▽ オビワン兄さまとちび妙
「オビワン兄さま!!」
道場の庭にある大きな松の木の影から鈴のような声が聞こえた。自分をこの愛称で呼ぶのは一人しかいない。男は満面の笑みを浮かべてその名を呼んだ。
「お妙ちゃん、こっちだ」
道場で流した汗を拭きながら、そちらを見やる。するとそこにある草木がざわざわと動き、そこから女の子が飛び出してきた。
「オビワン兄さま!!」
「おおっと、」
勢いよく男に抱きついてきた女の子はこの道場の娘だ。まだ十にも満たない、可愛らしい女の子。
「お帰りなさい!!」
「ハッハッ!ただいまお妙ちゃん。お妙ちゃんは元気が良いのお」
「いつお帰りになったの?」
「今朝じゃ、お妙ちゃんはまだ寝てたからなあ」
「帰ったら一番に教えてくれるっていったのに」
「そりゃ悪かった!」
腰にしがみついて見上げてくる女の子は頬を膨らませた。
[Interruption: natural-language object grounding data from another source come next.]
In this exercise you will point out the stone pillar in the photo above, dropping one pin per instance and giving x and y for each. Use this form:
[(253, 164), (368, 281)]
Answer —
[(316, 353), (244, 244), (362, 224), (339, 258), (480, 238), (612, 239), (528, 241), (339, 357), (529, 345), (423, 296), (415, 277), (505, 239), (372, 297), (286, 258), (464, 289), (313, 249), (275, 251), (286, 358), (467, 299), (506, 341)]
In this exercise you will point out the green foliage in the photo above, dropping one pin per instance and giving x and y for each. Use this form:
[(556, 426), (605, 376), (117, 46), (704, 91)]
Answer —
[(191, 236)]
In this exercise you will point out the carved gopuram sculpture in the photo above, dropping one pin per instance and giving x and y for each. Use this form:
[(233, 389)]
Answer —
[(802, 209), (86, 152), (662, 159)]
拗ねたのだろう。そんな様子に尾美はニコニコと笑んだまま女の子の頭を撫で回した。
「次は必ず一番に知らせる。約束じゃあ」
「本当・・・?」
疑う言葉の中にも期待を隠せない瞳が尾美を見上げる。肩の上で切り揃えられた黒髪が風に揺れた。
「本当。わしがお妙ちゃんに嘘吐いたことあるか?」
「ある」
「あ、・・・」
珍しく呆けた顔の尾美を、女の子は大きな目をくりくりさせて見つめる。そして、ぷっと吹き出した。
「ふ、ふふっ、!」
その可愛らしい顔中にみるみる笑みが広がる。
「あはは!!兄さまへんなかおー!!」
笑うとは、花が咲くようなものだと思った。
「・・・フッ、ハッハッハ!!そうか!変な顔か!」
「うん!」
「そうだ、お詫びにお妙ちゃん」
「なあに?」
首を傾げた女の子の脇に手を通し、そのまま高く抱き上げた。
「ほおらお妙ちゃん、たかいたかいじゃあ!」
「わー!にいさまたかーい!」
「アハハハ!そうら、今度は速ようなるぞー!!」
「わあ!あははは!」
尾美は軽々と女の子の身体を抱えて回る。
太陽よりも眩しい花が尾美に降りそそいでいた。
オビワン→←ちび妙
恋愛感情でなくても、オビワン兄さんはお妙ちゃんが好きだったと思います。お妙ちゃんの笑顔が好きだったと思います。